エンジンが始動すると3気筒特有の振動感が伝わってくる。1.5Lだから1気筒500cc。なるほどボリュームのある爆発感。ただし嫌味はなく音質も耳障りでない。逆にスポーティだ。そして踏み込んだ時の加速感は、バッテリーに余裕がある時は明らかにモーターらしい加速。そのあと3000rpmぐらいからエンジンに喝が入った加速で力強い。
逆にバッテリーを使い切ったら、2500rpmぐらいからエンジンが効いてくる。アトキンソンで驚異の燃費を叩き出したと聞くから加速はダメと思っていたためこれは驚きだ。
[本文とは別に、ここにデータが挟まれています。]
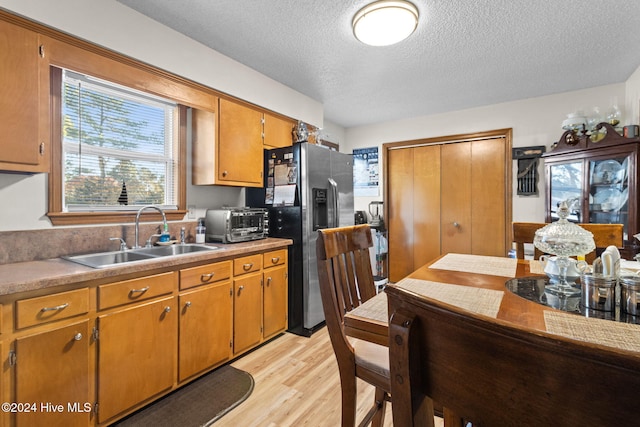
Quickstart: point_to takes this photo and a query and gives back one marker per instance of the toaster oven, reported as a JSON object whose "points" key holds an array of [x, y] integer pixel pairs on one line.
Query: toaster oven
{"points": [[232, 225]]}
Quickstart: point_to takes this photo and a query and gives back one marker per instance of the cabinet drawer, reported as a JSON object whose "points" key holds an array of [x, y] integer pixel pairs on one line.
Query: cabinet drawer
{"points": [[210, 273], [135, 290], [273, 258], [34, 311], [247, 264]]}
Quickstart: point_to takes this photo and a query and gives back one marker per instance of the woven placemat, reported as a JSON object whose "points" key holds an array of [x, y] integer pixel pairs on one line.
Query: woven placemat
{"points": [[625, 336], [479, 264], [477, 300], [375, 309]]}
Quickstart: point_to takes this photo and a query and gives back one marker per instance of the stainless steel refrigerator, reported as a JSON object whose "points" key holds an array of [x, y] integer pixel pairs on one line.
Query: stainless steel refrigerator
{"points": [[307, 187]]}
サスペンションは強めで締まっているタイプだが、40km/hレベルだと、ごく最初の動きにはストレスはなく路面の凹凸吸収も悪くない。60km/hを超えたあたりから入力が強くなる。これは初期のスムーズ領域を飛び越え、一気にロールを抑えてしっかりさせる領域に入るから。
ハンドリングは切り始め初期はスムーズで唐突感もないが、切り足しで明らかによく曲がり込む。それが気持ちよく、操っている感覚満点だ。乗って5分もしないうちに自分の身体の一部のようにボディサイズを感じ取り馴染むので、よりこのハンドリングはスポーティで心地よい。後席の余裕を諦めて前席に集中したことと全長を短くしたことで、このわかりやすい身の丈感が生まれた。
残念なのは、ACC(アダプティブクルーズコントロール)が30km/hと渋滞対応でないこと。LTA(レーントレーシングアシスト)を装備していることは評価できる。
●中谷明彦のインプレッション
ヤリスハイブリッド(HV)には袖ヶ浦のサーキットで試乗したことがあった。動力性能的にもハンドリング的にも極めて好印象を受けていた。今回、一般道で走らせることで実用的な速度域での走行フィールを明らかにしたい。
試乗車は最上級のZグレードゆえ室内の造り込みは好印象。特にブラックのルーフライナーがスポーティなイメージを与えてくれる。メーター配置が左右に離れていて見にくい点、エアコンスイッチなどの表示が小さくて見づらい点は他グレードも同様だ。大型のナビモニターがインパネ中央にそびえていて、それだけは見やすいが、ほかの部分とのアンバランスが気になった。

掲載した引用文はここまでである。